彷徨の返事を聞かずにお礼を言うと、小さな星と惑星を手にとって嬉しそうに眺める未夢。


「おぅ…。あっ、ありがとう、未夢。これ、昨日のとセットなんだな。」

「うん。色々悩んだんだけどお店で見つけて、なんとなく彷徨に似合う気がして…。
あっ、でも無理して使わなくてもいいからね。」


恥ずかしそうに言葉を足して、えへへと笑う未夢に彷徨が口を開く。


「使うよ。大切に使わせてもらいます。ありがとう。あと、それ…。」

「ん?」

「似合ってる。気に入ってくれて良かった。」


恥ずかしさが込み上げる。

これ以上は無理だなと自身を見極めて、台所へ姿を隠す。

彷徨が赤くなった顔を冷ましに行くと同時に、言われた言葉を理解した未夢が顔を真っ赤にしていた。

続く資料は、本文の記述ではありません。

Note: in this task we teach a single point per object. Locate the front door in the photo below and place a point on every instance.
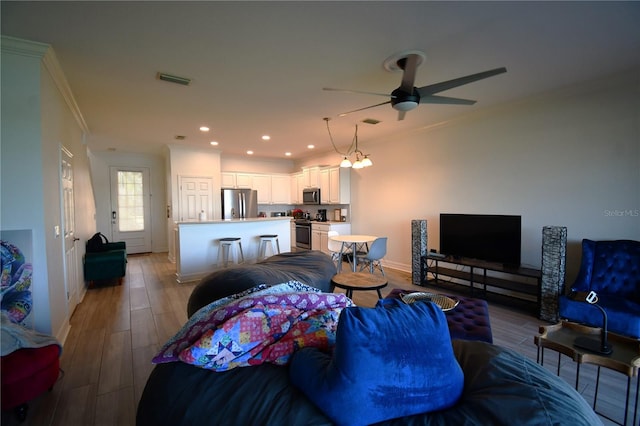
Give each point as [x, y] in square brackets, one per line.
[130, 210]
[68, 230]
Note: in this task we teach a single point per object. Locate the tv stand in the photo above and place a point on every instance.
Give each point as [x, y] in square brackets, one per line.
[512, 281]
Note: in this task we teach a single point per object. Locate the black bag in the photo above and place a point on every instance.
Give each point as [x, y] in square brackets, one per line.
[97, 243]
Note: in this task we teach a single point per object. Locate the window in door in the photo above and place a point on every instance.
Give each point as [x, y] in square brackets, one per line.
[130, 201]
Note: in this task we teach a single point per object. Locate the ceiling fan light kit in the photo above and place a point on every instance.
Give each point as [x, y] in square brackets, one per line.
[407, 96]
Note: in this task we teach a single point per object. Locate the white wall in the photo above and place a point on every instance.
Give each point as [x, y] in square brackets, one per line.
[570, 158]
[241, 164]
[37, 120]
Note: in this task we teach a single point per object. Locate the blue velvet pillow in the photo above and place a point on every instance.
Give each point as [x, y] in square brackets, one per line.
[390, 361]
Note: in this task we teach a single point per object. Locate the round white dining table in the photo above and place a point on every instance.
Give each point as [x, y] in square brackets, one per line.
[352, 241]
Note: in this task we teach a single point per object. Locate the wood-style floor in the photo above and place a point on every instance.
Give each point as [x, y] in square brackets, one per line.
[116, 331]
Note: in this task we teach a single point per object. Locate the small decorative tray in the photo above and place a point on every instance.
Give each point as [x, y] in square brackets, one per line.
[445, 303]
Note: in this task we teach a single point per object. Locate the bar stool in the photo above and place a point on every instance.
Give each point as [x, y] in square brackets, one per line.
[275, 245]
[228, 244]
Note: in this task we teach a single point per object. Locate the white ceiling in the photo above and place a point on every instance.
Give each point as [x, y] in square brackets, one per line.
[259, 67]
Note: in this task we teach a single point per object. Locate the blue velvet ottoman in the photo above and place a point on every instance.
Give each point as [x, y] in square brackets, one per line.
[467, 321]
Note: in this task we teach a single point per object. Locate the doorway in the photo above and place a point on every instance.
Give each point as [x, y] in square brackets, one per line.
[130, 209]
[71, 280]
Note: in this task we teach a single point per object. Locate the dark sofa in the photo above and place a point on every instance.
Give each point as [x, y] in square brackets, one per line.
[500, 386]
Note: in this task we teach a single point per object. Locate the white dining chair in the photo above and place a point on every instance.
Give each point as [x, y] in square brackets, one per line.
[373, 257]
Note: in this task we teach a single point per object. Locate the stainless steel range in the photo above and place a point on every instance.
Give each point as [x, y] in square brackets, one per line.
[303, 233]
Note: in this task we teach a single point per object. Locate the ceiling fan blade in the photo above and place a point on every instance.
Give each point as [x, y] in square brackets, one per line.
[450, 84]
[408, 65]
[361, 109]
[444, 100]
[357, 91]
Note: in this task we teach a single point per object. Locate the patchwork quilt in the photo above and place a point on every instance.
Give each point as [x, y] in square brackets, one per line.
[262, 325]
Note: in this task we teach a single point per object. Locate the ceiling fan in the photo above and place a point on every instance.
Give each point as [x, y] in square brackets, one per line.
[407, 96]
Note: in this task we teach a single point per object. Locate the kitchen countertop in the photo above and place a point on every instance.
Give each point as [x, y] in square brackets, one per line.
[250, 219]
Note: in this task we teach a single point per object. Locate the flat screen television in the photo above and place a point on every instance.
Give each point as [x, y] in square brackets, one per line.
[491, 238]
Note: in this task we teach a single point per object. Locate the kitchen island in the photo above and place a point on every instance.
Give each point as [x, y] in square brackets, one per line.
[197, 243]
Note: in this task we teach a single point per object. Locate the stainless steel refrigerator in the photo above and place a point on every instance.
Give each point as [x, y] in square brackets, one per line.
[239, 203]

『『なんでこんなにドキドキするのよぉ(してんだ)…』』


二人の心の叫びは、二人にしか聞こえず…。


***その頃ワンニャーは***


「今日は楽しかったですねぇ、ルウちゃま。」


布団に寝かしつけたルウのおでこをそっと撫でるワンニャー。


「ママ…。パパ…。サンタしゃん。キャーイ♪」

「うふふふふ。ルウちゃま、夢の中でも未夢さんと彷徨さんと遊んでいるんですねぇ。
・・・・・・‥‥‥……。
そんなぁ〜〜〜!!
ルウちゃまぁ〜〜〜!!
わたくしも一緒にパーティーしたじゃないですかぁ〜〜!!
ひどいです〜!わたくしも、夢に出してくださいよぉ〜!!」


小声で嘆くワンニャーの叫びは、誰にも届くことはありませんでした。


ハッピーメリークリスマ〜ス☆彡




せっかくの奏しゃんのイラストを台無しにして、本当にすみません。

土下座して謝ります。。。

さて、あと数時間でクリスマス終わりだ〜。

なんとか間に合ったぜ…。

今作品の構想&執筆に1時間半という自己ベストをたたき出し、自分でびっくりしておりますw

これも奏しゃんのイラストが素敵だったからですね。

え?ゴマすりじゃないですよ?w

こうやって許してもらおうだなんて…てへへw


ご覧いただき、ありがとうございました。